The CIA has revealed it is funding a scientific study into the potential of geoengineering.
The research will investigate whether techniques such as solar radiation management (SRM) and carbon dioxide removal (CDR) can alter the Earth’s environment and essentially stop climate change.
It will look at the possible costs and environmental and economic effects of geoengineering techniques, as well as considering the potential risks and consequences. These include “national security concerns”.
The project will be run by the National Academy of Sciences (NAS), which will split the total cost of $630,000 (£414,446) with the intelligence agency.
Although the study claims to be funded by the “US intelligence community”, Mother Jones reports that NAS sources say that specifically means the CIA.
SRM involves launching material into the Earth’s atmosphere to try and block the Sun’s infrared radiation, limiting global temperature rise. Meanwhile CDR means taking carbon dioxide emissions out of the climate. Scientists have suggested this could be done in a variety of ways, from capturing carbon emissions from smokestacks to ocean fertilisation.

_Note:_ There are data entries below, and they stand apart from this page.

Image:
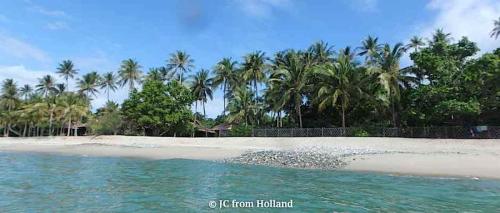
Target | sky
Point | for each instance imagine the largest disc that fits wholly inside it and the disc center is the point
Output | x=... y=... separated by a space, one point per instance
x=36 y=35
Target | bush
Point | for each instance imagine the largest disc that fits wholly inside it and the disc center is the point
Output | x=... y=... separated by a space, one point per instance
x=241 y=131
x=361 y=133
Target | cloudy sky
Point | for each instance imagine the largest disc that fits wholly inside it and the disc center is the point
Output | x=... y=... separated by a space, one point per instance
x=35 y=35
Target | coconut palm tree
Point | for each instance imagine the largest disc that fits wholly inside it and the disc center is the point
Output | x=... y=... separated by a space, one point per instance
x=291 y=77
x=202 y=89
x=108 y=83
x=46 y=85
x=241 y=106
x=322 y=52
x=339 y=82
x=225 y=71
x=25 y=91
x=254 y=68
x=496 y=29
x=180 y=63
x=74 y=108
x=67 y=70
x=389 y=75
x=88 y=84
x=130 y=73
x=369 y=48
x=416 y=42
x=8 y=100
x=60 y=89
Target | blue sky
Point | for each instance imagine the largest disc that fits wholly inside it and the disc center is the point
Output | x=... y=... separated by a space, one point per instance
x=36 y=35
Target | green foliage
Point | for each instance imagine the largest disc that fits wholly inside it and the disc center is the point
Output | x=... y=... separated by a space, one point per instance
x=107 y=121
x=241 y=131
x=361 y=133
x=160 y=109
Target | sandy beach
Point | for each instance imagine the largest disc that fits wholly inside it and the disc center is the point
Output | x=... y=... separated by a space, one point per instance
x=435 y=157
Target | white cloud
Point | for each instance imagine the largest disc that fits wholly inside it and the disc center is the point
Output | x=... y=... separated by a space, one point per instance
x=263 y=8
x=471 y=18
x=4 y=18
x=23 y=75
x=20 y=49
x=364 y=5
x=57 y=25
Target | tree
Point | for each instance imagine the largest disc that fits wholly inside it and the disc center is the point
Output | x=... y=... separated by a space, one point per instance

The Institution of Mechanical Engineers argues that for the UK to reach its carbon dioxide reduction targets, more geoengineering methods need to be developed.
Speaking at a TED event in 2007, environmental scientist David Keith said,
“Slowing emissions are intrinsically slow, because it takes time to build all the hardware we need to reduce emissions. Not only that, but when you cut emissions you do not cut concentrations, because concentrations is the sum of emissions over time. But with geoengineering, it’s quick.”
However, concerns have been expressed over the possible uses of geoengineering. It has been suggested that the technology may be weaponised, or that its development might lead to complacency in efforts to cut greenhouse gas emissions.
The final report by NAS is expected to be published in 2014.